- Keshopur Location in Uttar Pradesh, India
- Coordinates: 27°04′21″N 78°46′46″E﻿ / ﻿27.07263°N 78.7794°E
- Country: India
- State: Uttar Pradesh
- District: Mainpuri
- Tehsil: Karhal

Area
- • Total: 2.669 km^{2} (1.031 sq mi)

Population (2011)
- • Total: 1,885
- • Density: 706.3/km^{2} (1,829/sq mi)
- Time zone: UTC+5:30 (IST)
- PIN: 205261

= Keshopur =

Village in Uttar Pradesh, India

Keshopur ), also spelled Kesopur, is a village in Barnahal block of Mainpuri district, Uttar Pradesh, India. As of 2011, it had a population of 1,885, in 322 households.

== Demographics ==
As of 2011, Keshopur had a population of 1,885, in 322 households. This population was 52.4% male (987) and 47.6% female (898). The 0-6 age group numbered 298 (165 male and 133 female), or 15.8% of the total population. 584 residents were members of Scheduled Castes, or 31.0% of the total.

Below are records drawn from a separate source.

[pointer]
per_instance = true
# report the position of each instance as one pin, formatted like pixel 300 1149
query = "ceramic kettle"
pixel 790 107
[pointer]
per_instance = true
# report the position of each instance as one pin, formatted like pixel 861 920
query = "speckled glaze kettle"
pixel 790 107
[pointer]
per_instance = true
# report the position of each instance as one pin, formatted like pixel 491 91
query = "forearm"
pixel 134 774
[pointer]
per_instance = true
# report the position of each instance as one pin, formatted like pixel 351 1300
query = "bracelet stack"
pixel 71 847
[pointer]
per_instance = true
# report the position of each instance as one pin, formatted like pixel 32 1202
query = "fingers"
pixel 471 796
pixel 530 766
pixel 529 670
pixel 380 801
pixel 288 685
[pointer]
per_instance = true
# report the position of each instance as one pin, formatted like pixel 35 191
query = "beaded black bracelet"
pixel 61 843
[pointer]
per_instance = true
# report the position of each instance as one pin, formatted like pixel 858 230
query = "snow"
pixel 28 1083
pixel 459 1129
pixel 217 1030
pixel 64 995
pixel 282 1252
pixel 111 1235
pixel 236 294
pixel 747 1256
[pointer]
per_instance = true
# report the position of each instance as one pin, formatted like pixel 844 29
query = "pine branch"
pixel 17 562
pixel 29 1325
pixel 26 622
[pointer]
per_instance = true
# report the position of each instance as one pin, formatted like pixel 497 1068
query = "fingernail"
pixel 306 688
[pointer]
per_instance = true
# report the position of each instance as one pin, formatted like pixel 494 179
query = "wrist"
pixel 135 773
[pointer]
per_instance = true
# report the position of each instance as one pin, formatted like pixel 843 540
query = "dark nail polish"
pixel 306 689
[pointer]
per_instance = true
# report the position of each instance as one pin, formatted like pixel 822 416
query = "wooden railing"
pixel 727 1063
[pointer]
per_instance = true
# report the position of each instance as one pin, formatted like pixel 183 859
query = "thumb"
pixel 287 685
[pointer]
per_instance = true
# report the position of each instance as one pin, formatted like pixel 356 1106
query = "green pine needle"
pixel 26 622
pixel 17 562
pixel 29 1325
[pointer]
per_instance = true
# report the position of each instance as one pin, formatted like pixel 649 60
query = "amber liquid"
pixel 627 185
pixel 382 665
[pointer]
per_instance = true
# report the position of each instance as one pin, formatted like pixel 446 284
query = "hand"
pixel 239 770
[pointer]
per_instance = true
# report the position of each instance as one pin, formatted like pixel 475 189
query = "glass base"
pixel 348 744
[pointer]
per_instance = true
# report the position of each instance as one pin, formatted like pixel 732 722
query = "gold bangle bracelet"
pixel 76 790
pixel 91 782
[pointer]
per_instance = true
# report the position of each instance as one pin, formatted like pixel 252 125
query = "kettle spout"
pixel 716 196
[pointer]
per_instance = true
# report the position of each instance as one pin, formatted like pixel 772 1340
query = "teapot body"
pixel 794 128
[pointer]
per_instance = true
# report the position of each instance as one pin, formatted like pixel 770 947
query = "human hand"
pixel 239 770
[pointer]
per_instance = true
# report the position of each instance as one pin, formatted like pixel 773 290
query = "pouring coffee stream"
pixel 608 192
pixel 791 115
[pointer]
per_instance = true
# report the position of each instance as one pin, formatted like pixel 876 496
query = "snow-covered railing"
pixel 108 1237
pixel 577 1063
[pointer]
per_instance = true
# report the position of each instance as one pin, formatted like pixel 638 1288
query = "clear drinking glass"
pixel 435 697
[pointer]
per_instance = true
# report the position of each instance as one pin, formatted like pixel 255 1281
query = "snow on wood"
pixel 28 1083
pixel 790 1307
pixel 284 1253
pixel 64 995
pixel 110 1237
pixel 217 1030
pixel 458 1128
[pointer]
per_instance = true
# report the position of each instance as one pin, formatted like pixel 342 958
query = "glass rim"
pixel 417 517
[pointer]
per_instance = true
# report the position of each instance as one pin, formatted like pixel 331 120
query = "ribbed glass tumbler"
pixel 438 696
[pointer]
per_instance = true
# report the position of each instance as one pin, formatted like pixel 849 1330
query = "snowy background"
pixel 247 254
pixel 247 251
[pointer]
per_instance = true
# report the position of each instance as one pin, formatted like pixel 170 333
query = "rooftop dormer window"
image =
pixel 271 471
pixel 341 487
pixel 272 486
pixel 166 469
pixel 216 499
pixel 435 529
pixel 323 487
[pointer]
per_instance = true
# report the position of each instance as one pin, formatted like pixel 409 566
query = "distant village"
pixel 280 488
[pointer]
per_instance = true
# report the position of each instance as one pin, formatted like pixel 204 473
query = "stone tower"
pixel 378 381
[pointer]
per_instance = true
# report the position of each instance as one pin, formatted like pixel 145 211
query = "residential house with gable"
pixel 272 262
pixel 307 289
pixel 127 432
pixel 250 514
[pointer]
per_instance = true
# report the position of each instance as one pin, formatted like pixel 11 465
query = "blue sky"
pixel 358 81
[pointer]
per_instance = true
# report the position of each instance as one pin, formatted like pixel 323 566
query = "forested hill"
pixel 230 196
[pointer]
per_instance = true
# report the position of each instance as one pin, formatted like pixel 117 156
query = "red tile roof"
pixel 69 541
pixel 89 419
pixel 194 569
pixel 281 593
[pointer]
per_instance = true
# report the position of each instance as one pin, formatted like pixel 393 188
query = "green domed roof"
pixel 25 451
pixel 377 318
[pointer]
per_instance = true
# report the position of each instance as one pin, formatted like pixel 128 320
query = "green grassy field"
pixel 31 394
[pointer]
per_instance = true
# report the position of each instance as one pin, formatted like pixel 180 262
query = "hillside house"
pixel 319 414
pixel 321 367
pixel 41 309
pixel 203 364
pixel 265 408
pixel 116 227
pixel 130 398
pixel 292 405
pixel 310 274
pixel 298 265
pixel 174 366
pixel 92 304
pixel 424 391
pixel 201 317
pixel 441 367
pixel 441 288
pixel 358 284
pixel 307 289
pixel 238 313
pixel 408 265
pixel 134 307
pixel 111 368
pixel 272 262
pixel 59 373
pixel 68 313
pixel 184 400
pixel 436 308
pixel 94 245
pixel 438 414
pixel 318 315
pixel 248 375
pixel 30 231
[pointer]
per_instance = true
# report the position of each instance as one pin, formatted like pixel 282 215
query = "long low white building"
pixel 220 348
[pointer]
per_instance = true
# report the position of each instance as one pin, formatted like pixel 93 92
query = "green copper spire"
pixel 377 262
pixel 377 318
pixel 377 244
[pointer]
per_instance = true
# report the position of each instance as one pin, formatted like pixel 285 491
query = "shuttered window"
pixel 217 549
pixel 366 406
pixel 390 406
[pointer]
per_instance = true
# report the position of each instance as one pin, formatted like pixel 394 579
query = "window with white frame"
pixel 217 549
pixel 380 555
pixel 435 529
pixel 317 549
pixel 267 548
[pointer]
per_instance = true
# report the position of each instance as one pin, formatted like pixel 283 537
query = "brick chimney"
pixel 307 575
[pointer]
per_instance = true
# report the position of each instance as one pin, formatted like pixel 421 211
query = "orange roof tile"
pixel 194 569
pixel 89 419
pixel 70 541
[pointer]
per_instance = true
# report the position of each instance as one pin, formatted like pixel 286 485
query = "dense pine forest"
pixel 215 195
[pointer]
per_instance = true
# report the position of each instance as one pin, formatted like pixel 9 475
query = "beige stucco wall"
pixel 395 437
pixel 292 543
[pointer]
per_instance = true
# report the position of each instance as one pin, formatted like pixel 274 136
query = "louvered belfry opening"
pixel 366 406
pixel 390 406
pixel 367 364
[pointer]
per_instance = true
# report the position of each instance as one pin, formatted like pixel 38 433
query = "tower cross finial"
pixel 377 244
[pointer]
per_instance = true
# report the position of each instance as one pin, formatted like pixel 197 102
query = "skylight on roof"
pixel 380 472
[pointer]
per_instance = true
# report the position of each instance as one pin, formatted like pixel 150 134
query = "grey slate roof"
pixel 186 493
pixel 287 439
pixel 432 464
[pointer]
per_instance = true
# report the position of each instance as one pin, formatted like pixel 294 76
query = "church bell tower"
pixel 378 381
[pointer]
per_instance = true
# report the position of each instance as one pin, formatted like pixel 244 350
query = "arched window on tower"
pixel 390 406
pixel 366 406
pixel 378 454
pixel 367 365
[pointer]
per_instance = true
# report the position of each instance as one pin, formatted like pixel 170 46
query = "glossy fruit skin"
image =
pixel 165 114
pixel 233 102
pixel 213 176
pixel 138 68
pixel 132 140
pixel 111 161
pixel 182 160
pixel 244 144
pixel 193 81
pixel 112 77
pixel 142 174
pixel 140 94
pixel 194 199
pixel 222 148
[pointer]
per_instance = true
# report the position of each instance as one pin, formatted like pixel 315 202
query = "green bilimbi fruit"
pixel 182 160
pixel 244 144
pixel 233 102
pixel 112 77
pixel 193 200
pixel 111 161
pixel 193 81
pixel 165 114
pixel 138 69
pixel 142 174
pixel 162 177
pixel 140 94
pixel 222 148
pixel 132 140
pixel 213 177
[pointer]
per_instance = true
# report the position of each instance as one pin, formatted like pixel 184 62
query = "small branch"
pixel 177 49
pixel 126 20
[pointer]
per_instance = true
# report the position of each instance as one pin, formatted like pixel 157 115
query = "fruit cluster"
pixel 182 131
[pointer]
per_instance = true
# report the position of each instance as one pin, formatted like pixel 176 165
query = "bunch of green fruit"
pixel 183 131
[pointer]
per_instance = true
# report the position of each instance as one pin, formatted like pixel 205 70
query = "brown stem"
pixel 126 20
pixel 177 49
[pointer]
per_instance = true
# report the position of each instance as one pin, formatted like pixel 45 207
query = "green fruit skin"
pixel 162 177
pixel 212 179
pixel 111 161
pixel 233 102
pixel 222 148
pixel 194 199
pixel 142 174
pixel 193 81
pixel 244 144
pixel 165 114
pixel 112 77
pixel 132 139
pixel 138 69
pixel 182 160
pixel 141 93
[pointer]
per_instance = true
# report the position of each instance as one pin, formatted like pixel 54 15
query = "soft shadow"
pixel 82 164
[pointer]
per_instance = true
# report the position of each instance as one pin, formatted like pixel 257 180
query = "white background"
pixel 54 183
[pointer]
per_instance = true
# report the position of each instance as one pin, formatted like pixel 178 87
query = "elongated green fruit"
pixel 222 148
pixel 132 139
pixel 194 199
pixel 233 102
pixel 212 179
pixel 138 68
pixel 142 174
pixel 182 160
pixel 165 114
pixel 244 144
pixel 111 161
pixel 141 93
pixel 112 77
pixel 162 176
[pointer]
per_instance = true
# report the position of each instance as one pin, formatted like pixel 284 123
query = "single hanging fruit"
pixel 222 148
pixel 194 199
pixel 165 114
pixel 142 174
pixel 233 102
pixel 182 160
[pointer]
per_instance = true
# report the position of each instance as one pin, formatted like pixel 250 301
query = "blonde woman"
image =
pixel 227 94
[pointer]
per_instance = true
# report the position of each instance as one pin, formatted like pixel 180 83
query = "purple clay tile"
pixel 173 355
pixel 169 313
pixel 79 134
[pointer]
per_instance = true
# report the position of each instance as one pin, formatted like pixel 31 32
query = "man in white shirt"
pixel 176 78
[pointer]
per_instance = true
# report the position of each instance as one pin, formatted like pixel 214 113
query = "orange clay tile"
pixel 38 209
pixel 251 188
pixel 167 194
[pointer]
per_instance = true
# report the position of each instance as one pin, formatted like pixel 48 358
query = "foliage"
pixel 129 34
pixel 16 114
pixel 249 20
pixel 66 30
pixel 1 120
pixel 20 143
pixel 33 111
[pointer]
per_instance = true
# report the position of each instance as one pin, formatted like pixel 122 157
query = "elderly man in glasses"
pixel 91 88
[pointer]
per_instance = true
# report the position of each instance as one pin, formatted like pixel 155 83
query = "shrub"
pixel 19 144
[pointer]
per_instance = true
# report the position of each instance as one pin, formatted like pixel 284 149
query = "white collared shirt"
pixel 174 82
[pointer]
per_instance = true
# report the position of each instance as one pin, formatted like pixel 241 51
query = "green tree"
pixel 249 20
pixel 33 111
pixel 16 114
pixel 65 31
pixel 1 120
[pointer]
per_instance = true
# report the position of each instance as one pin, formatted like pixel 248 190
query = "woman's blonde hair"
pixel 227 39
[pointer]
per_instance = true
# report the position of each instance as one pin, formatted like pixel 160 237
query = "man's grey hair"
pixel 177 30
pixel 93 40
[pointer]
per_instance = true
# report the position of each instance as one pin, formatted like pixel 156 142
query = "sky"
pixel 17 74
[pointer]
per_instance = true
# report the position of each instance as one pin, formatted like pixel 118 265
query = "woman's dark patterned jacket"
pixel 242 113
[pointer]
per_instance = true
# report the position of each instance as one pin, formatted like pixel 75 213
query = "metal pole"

The 1961 census recorded Keshopur as comprising 1 hamlet, with a total population of 1,032 people (533 male and 499 female), in 172 households and 127 physical houses. The area of the village was given as 660 acres.

== Infrastructure ==
As of 2011, Keshopur had 1 primary school; it did not have any kind of healthcare facility. Drinking water was provided by well and hand pump; there were no public toilets. The village did not have a post office, as well as at least some access to electricity for all purposes. There was a public library. Streets were made of a mix of both kachcha and pakka materials.